Perdemos uma batalha, mas não perdemos a guerra. Todo apoio à criação da Frente 
Parlamentar dos Direitos Humanos e nossos agradecimentos pelos esforços 
expendidos pelos/as seguintes parlamentares, entre outros(as), na tentativa de reverter 
a desastrosa eleição: Janete Pietá (PT/SP), Domingos Dutra (PT/MA), Jean Wyllys 
(PSOL/RJ), Érika Kokay (PT/DF), Ivan Valente (PSOL/SP), Chico Alencar (PSOL/RJ), Padre 
Ton (PT/RO), Nilmário Miranda (PT/MG), Luiza Erundina (PSB/SP), Dr. Rosinha 
(PT/PR), Janete Capiberibe (PSB/AP), Jandira Feghali (PCdoB/RJ), Luiz Couto (PT/PB), 
Paulão (PT/AL) e Arnaldo Jordy (PPS/PA). 

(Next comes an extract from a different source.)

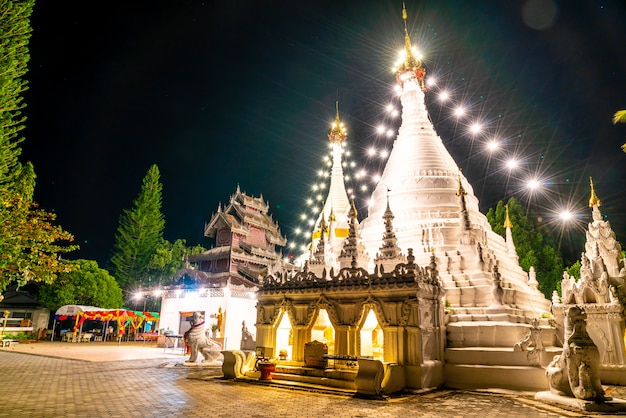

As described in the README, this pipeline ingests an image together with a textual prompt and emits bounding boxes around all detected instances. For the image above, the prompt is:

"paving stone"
[0,350,624,418]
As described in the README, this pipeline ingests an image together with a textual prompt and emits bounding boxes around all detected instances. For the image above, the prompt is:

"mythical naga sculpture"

Que o ministro Marco Aurélio do Supremo Tribunal Federal conclua a análise do 
inquérito sobre o Pastor Marco Feliciano e que seja realizado o julgamento o mais 
brevemente possível. 
No sábado, 9 de março de 2013, em todo o Brasil milhares pessoas que ficaram 
revoltadas com a imoralidade da eleição da Comissão de Direitos Humanos e Minorias 
da Câmara dos Deputados saíram às ruas para protestar e exigir a correção deste erro. 
Em Curitiba as palavras de ordem incluíam: “Nem podridão, nem maldição, queremos 
igualdade na nação.” “Pelos direitos humanos, fora Feliciano”. 
O paralelo com as manifestações Fora Collor ficou evidente. Agora tem-se o movimento 
Fora Feliciano. Que continue havendo protestos até que sejam reinstaladas a 
democracia e a ética na Comissão de Direitos Humanos e Minorias da Câmara dos 
Deputados. Que as organizações de classe, sindicatos e todas as pessoas e instituições 
ligadas à promoção e defesa dos direitos humanos se juntem às manifestações de 
repúdio ao acontecido e reforcem a mobilização em prol da anulação dessa eleição 
indigna. 
Não aceitamos e não acataremos este estupro coletivo da Comissão de Direitos 
Humanos. De forma que está, ela está acabada. Não existe mais. Se continuar assim, 
sugerimos que os partidos aliados dos direitos humanos não indiquem membros para 
esta Comissão. 
A luta tem que continuar: 
 
“Na primeira noite eles se aproximam 
e roubam uma flor do nosso jardim. 
E não dizemos nada. 
 
Na segunda noite, já não se escondem; 
pisam as flores, 
matam nosso cão, 
e não dizemos nada. 
 
Até que um dia, 
o mais frágil deles, 
entra sozinho em nossa casa, 
rouba-nos a luz, e, 
conhecendo nosso medo, 
arranca-nos a voz da garganta. 
E já não podemos dizer nada.” 
 
* Toni Reis, doutor em educação e mestre em filosofia. Diretor-executivo do Grupo 
Dignidade e do Instituto Brasileiro de Diversidade Sexual. Secretário de educação da 
Associação Brasileira de Lésbicas, Gays, Bissexuais, Travestis e Transexuais (ABGLT).